To know the position of our robot on the field, we have recently used limelight on a swerve robot and add the vision measurements periodically by checking whether an apriltag exists and how big the apriltag is. When driving the robot, the robot shown on Field2d is jittery when seeing the tag and sometimes, when it’s not looking at the tag, it randomly teleports some distance away from the previous location (which I’m guessing is because the limelight detects random stuff to be tags). Any specific pointers on how to fix this? Additionally, when zeroing our gyro, the movements on field2d are inverted and we are confused on how to fix this issue when swerve is in field relative drive.
re: teleportation on false positives, one of our students added a check that compares the previous pose with the new update, and discards the update if it’s “too far” from the old one. the threshold was some multiple of the maximum possible velocity of the robot, so you have to also keep track of the update timestamps.
Could you post what your code currently looks like? It seems like you need to tune your Kalman filter standard deviation constants and discard vision measurements that are a certain distance from your encoder odometry pose.
Thank you. Our code is pretty much the basic code for adding vision measurements as we just check the size of the tag and update using the code given to find the limelight’s capture and sending latency. We use the default standard deviations on the Pose Estimator as we are not sure how to tune them. Any advice on how to do that?
Of course. We have a Vision class and a seperate PoseEstimator class. The Vision class reads bot poses from limelight and only updates the botPose when it is within the field. Our PoseEstimator class then reads these values from vision and compares them with the odometry from the drivetrain class (such as a Swerve.java file) to decide whether to add the estimate to the SwerveDrivePoseEstimator.
Speaking of the SwerveDrivePoseEstimator, if you check out our PoseEstimator.java file, we create it in our constructor (line 45 of PoseEstimator.java) like so:
We store the standard deviation variables in a constants file, like this:
public static class PoseConfig {
// Increase these numbers to trust your model's state estimates less.
public static final double kPositionStdDevX = 0.1;
public static final double kPositionStdDevY = 0.1;
public static final double kPositionStdDevTheta = 10;
// Increase these numbers to trust global measurements from vision less.
public static final double kVisionStdDevX = 5;
public static final double kVisionStdDevY = 5;
public static final double kVisionStdDevTheta = 500;
}
We used the values from Team Spectrum 3847’s X-Ray robot from last year and they have been working well for us so far.
Essentially, the lower these standard deviation constants are, the more the PoseEstimator will trust vision measurements.
Additionally, if you want to use the SwerveDrivePoseEstimator, you will need to add a command to reset your drivetrain odometry to the poseEstimator location somewhere as well (we still need to implement this).
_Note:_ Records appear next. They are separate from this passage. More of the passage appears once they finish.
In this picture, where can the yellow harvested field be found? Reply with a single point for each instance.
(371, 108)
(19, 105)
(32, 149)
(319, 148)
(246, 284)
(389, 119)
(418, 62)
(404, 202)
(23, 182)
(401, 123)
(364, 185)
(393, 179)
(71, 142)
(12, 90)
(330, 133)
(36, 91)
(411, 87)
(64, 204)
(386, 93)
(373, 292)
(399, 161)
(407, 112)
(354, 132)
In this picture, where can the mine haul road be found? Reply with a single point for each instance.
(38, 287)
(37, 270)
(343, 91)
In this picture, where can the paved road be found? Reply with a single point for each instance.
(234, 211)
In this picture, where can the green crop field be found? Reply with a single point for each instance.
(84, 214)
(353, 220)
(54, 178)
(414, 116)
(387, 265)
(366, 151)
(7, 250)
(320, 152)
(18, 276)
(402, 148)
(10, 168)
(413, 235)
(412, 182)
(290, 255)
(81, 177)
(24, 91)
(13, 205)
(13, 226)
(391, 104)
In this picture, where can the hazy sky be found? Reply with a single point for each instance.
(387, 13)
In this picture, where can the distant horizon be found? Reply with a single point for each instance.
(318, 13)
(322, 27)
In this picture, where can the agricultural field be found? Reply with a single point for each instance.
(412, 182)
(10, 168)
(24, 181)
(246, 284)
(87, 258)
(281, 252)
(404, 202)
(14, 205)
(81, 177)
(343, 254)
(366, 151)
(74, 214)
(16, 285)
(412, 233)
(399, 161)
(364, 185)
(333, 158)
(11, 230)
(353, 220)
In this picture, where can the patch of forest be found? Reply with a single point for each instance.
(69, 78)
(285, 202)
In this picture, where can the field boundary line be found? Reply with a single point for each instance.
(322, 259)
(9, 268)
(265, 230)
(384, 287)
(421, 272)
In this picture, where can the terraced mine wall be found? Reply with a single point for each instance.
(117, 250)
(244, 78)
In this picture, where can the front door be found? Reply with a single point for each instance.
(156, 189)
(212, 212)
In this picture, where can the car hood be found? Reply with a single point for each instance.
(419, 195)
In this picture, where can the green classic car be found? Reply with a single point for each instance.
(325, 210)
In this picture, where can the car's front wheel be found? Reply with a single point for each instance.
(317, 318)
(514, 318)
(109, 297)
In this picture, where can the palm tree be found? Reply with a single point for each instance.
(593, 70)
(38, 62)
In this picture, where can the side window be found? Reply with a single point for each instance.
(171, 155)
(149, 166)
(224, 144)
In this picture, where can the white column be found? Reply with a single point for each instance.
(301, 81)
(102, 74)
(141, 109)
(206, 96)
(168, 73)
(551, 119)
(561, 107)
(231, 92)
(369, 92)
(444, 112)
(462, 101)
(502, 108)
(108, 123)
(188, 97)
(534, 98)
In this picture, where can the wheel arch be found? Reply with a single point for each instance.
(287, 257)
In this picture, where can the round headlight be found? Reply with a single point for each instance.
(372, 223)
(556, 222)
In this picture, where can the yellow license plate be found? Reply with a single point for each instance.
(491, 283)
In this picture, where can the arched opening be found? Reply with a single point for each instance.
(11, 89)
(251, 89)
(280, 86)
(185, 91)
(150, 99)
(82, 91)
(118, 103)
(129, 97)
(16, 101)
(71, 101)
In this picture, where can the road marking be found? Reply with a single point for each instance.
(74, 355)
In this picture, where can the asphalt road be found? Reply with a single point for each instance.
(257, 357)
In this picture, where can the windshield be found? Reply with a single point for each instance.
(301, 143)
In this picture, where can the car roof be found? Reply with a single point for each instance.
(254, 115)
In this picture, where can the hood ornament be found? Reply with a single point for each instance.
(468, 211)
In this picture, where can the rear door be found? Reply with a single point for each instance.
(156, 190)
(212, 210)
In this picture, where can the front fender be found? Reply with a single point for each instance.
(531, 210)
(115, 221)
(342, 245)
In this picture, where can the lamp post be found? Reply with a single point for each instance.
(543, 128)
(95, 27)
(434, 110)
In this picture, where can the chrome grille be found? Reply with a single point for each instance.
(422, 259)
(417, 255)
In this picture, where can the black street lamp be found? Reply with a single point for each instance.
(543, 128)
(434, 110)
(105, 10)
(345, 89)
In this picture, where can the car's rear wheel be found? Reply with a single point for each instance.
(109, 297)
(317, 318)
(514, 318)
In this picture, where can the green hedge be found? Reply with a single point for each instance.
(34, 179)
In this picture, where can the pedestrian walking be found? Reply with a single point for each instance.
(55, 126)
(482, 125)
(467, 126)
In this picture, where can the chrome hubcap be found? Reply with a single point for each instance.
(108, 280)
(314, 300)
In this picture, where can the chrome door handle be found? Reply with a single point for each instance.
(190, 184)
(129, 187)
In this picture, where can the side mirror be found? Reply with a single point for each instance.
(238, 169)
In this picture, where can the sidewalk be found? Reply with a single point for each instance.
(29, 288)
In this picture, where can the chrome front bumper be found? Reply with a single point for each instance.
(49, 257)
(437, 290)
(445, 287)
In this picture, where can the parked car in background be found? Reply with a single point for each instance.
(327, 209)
You also need to be keeping track of the timestamps of when Limelight gets a pose. Feel free to use our code and let me know if you have any other questions.
Thank you very much, I’ll try them out today. Also, could you provide pointers on how to fix the movements on field2d which are inverted when swerve is in field relative drive. We are using the MK4is.
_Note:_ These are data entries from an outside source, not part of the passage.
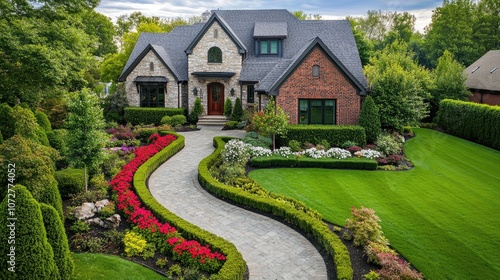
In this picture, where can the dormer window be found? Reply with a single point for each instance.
(214, 55)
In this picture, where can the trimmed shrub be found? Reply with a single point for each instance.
(34, 257)
(70, 181)
(43, 121)
(58, 240)
(370, 120)
(228, 107)
(237, 114)
(336, 135)
(138, 115)
(471, 121)
(326, 238)
(234, 267)
(7, 121)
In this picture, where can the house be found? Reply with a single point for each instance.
(312, 68)
(484, 79)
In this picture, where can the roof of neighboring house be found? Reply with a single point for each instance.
(244, 26)
(484, 74)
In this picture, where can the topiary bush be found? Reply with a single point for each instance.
(70, 181)
(34, 257)
(58, 240)
(237, 114)
(370, 119)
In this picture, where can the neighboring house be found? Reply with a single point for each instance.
(484, 79)
(311, 67)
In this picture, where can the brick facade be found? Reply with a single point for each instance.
(330, 84)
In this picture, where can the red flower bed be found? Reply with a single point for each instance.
(129, 203)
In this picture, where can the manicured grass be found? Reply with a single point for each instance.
(443, 215)
(107, 267)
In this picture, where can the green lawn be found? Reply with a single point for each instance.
(443, 215)
(108, 267)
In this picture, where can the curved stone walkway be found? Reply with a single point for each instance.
(270, 249)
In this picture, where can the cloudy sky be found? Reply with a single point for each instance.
(336, 9)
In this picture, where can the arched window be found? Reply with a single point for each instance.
(315, 71)
(214, 55)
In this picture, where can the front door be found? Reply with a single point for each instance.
(215, 99)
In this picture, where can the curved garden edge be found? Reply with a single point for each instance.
(234, 267)
(319, 230)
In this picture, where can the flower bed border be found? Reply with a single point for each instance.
(234, 267)
(318, 229)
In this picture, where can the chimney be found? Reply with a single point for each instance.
(205, 16)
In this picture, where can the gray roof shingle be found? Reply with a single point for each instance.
(335, 34)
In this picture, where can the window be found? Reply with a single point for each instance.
(250, 94)
(317, 111)
(152, 95)
(214, 55)
(269, 47)
(315, 71)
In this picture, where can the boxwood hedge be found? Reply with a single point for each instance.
(234, 267)
(318, 229)
(336, 135)
(471, 121)
(139, 115)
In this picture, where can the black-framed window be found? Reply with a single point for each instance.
(269, 47)
(152, 95)
(317, 111)
(214, 55)
(250, 94)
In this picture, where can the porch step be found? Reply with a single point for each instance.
(212, 120)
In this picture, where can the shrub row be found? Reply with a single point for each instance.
(350, 163)
(138, 115)
(471, 121)
(318, 229)
(336, 135)
(234, 267)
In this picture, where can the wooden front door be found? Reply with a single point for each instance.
(215, 99)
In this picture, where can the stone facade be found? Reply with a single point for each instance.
(143, 68)
(330, 84)
(198, 62)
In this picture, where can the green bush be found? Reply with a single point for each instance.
(326, 238)
(58, 240)
(370, 120)
(237, 113)
(43, 121)
(234, 267)
(228, 107)
(334, 134)
(70, 181)
(138, 115)
(472, 121)
(34, 257)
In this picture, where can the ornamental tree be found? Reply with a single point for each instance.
(34, 257)
(86, 137)
(272, 121)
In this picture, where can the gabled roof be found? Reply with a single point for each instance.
(335, 35)
(484, 74)
(224, 26)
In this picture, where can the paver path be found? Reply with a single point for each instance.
(270, 249)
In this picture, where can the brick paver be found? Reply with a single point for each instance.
(270, 249)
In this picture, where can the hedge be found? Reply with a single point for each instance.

right, I get what these numbers mean, I think. what I’m wondering is how it can possibly really be listening to the camera at all, if the camera stddev is 50X the wheel odometer stddev.
oh also, we found the camera theta to be less accurate than the gyro, so we do the pose calculations using the gyro theta. I can’t tell from this snippet if you’re doing that; with stddev of 500 it seems like you don’t use the camera theta.
Yeah, we essentially only want to trust the gyro because even if we encounter defense and our swerve encoder odometry becomes inaccurate, the gyro will be correct.
What do you mean by this? SwerveDrivePoseEstimator is intended to be a drop-in replacement for SwerveDriveOdometry- it fuses standard odometry measurements with updates from vision. You shouldn’t need to be resetting odometry or the pose estimator if you have global pose estimates from a vision coprocessor.
For something like path following. To make sure tools like pathplanner use the pose from SwerveDrivePoseEstimator, not the drivetrain SwerveDriveOdometry.
To your point though, we should instead refactor our Swerve class to have our pose supplier be SwerveDrivePoseEstimator…thank you for fact checking me.
If you make them too low then you risk having a lot of jitter and pose jumps in your estimate. You can tune them to your setup. We ended up making them 1.5 by the end of the season.